Significado. Israel se unció al ídolo de Baal-peor y comió de los sacrificios ofrecidos a los muertos; la apostasía nace cuando el corazón se entrega a lo que no es Dios. La gracia soberana sostiene al pacto aun cuando el pueblo lo profana.

Contexto. El Salmo 106 es un salmo histórico-penitencial, compuesto para la asamblea de Israel, probablemente en tiempos del exilio o posexilio. El salmista repasa la historia nacional como una larga cadena de rebeliones contra la misericordia de Yahvé. El versículo 28 evoca el episodio de Números 25, cuando el pueblo, ya cerca de la tierra prometida, se prostituyó con las hijas de Moab y rindió culto a Baal-peor.

Explicación. La expresión «se unieron a» (en hebreo, tsamad) sugiere quedar uncidos como un buey al yugo; el pueblo se ató voluntariamente a un dios falso. «Comieron los sacrificios de los muertos» señala banquetes idolátricos asociados a divinidades sin vida, en abierto desprecio del Dios vivo. Desde la perspectiva reformada, este texto revela la profundidad de la corrupción humana: el corazón es, como decía Calvino, «una fábrica de ídolos». La idolatría no es un mero error externo, sino la expresión de una naturaleza caída que, dejada a sí misma, siempre prefiere la criatura al Creador. Que el pacto no se rompa del todo se debe únicamente a la fidelidad soberana de Dios, no al mérito del pueblo.

Referencias relacionadas. El relato base está en Números 25:1-9, y Pablo lo invoca como advertencia en 1 Corintios 10:8. Oseas 9:10 recuerda Baal-peor como símbolo de vergüenza. El llamado a no contaminarse con la mesa de los demonios aparece en 1 Corintios 10:20-21, y la raíz idolátrica del corazón se expone en Romanos 1:21-25.
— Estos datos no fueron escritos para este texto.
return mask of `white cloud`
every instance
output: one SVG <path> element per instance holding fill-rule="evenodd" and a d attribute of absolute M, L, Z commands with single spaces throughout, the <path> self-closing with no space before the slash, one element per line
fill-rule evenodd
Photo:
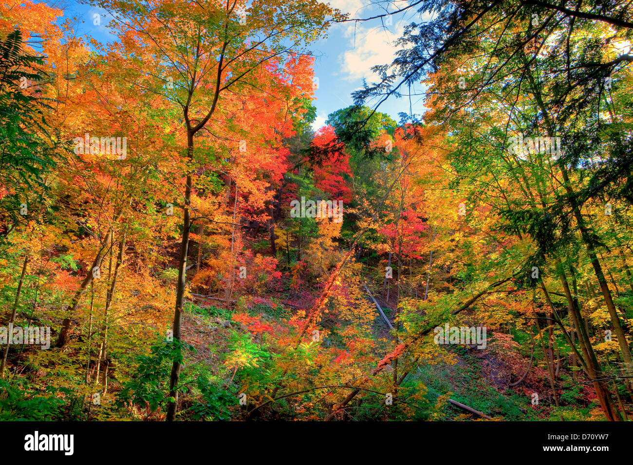
<path fill-rule="evenodd" d="M 338 8 L 343 13 L 351 13 L 353 15 L 364 7 L 361 0 L 330 0 L 328 3 L 332 8 Z"/>
<path fill-rule="evenodd" d="M 322 128 L 325 125 L 325 120 L 327 119 L 327 118 L 325 116 L 322 116 L 320 115 L 317 115 L 316 118 L 312 123 L 312 130 L 316 132 Z"/>
<path fill-rule="evenodd" d="M 391 31 L 381 27 L 348 26 L 345 36 L 352 48 L 339 57 L 343 79 L 354 81 L 364 77 L 372 80 L 377 77 L 371 71 L 372 66 L 393 61 L 397 50 L 394 42 L 402 35 L 404 25 L 396 24 L 389 28 Z"/>

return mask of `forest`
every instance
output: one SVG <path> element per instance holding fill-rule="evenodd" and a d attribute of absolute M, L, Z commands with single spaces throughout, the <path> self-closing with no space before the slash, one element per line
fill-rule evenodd
<path fill-rule="evenodd" d="M 0 420 L 633 419 L 630 2 L 76 3 L 0 1 Z"/>

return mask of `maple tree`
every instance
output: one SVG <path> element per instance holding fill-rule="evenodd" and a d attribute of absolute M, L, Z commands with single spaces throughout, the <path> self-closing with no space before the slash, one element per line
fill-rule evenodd
<path fill-rule="evenodd" d="M 630 418 L 624 4 L 412 3 L 316 130 L 354 18 L 91 4 L 0 4 L 0 419 Z"/>

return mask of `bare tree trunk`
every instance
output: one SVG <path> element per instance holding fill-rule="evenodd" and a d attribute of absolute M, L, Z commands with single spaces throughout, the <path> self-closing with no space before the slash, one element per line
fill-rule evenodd
<path fill-rule="evenodd" d="M 20 275 L 20 281 L 18 282 L 18 288 L 15 292 L 15 301 L 13 302 L 13 306 L 11 309 L 11 319 L 8 325 L 8 337 L 6 340 L 6 347 L 4 347 L 4 354 L 2 357 L 2 365 L 0 366 L 0 378 L 4 377 L 4 369 L 6 368 L 6 361 L 9 356 L 9 345 L 11 343 L 11 335 L 13 330 L 13 323 L 15 323 L 15 315 L 18 311 L 18 302 L 20 302 L 20 294 L 22 292 L 22 285 L 24 283 L 24 276 L 27 274 L 27 265 L 28 264 L 28 256 L 24 256 L 24 262 L 22 264 L 22 272 Z"/>
<path fill-rule="evenodd" d="M 188 118 L 188 116 L 187 116 Z M 194 156 L 194 133 L 192 130 L 187 131 L 187 151 L 190 160 L 193 160 Z M 182 213 L 182 240 L 180 242 L 180 256 L 178 263 L 178 281 L 176 284 L 176 305 L 173 313 L 173 335 L 174 342 L 180 342 L 180 324 L 182 314 L 182 304 L 185 296 L 185 280 L 187 278 L 187 256 L 189 246 L 189 230 L 191 227 L 189 208 L 191 204 L 191 174 L 187 175 L 187 183 L 185 188 L 185 204 L 183 206 Z M 168 421 L 173 421 L 176 418 L 176 409 L 178 408 L 178 390 L 176 388 L 178 378 L 180 375 L 180 358 L 177 357 L 173 359 L 172 365 L 172 374 L 169 379 L 169 396 L 173 399 L 167 408 Z"/>
<path fill-rule="evenodd" d="M 119 213 L 116 217 L 115 218 L 113 222 L 113 225 L 108 229 L 108 233 L 106 237 L 103 239 L 101 242 L 101 248 L 99 249 L 99 252 L 97 252 L 97 256 L 94 257 L 94 260 L 92 261 L 92 266 L 91 267 L 90 270 L 88 270 L 88 274 L 86 275 L 84 281 L 82 282 L 81 285 L 79 288 L 77 289 L 75 295 L 73 296 L 72 299 L 70 301 L 70 304 L 68 306 L 68 316 L 64 318 L 62 322 L 61 329 L 60 331 L 60 336 L 57 340 L 56 345 L 63 349 L 66 344 L 68 343 L 70 337 L 70 332 L 72 316 L 74 314 L 75 311 L 77 310 L 77 305 L 79 304 L 79 301 L 81 299 L 82 295 L 84 295 L 84 292 L 87 288 L 88 286 L 92 282 L 92 280 L 94 278 L 93 270 L 97 266 L 101 266 L 101 261 L 105 257 L 106 254 L 108 253 L 108 250 L 112 245 L 112 235 L 114 232 L 114 223 L 118 223 L 121 219 L 121 216 L 123 213 Z"/>

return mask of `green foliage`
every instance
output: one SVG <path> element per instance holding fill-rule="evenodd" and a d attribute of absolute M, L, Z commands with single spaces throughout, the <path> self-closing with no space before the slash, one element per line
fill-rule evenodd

Aplicación práctica. La idolatría contemporánea rara vez levanta altares de piedra; se esconde en aquello que ocupa el trono del afecto: el dinero, el éxito, la imagen propia. Examina qué «mesa» frecuentas y a qué te has «uncido» en secreto. La santidad no se logra por esfuerzo aislado, sino apoyándose en Cristo, quien rompió el yugo del pecado y nos une a sí mismo. Acude a los medios de gracia (la Palabra, la oración, la Cena del Señor) como antídoto contra el adormecimiento espiritual.

Para reflexionar. ¿A qué te has «uncido» calladamente, de modo que comparte tu lealtad con el Dios vivo, y qué paso concreto tomarás hoy para volver a Él?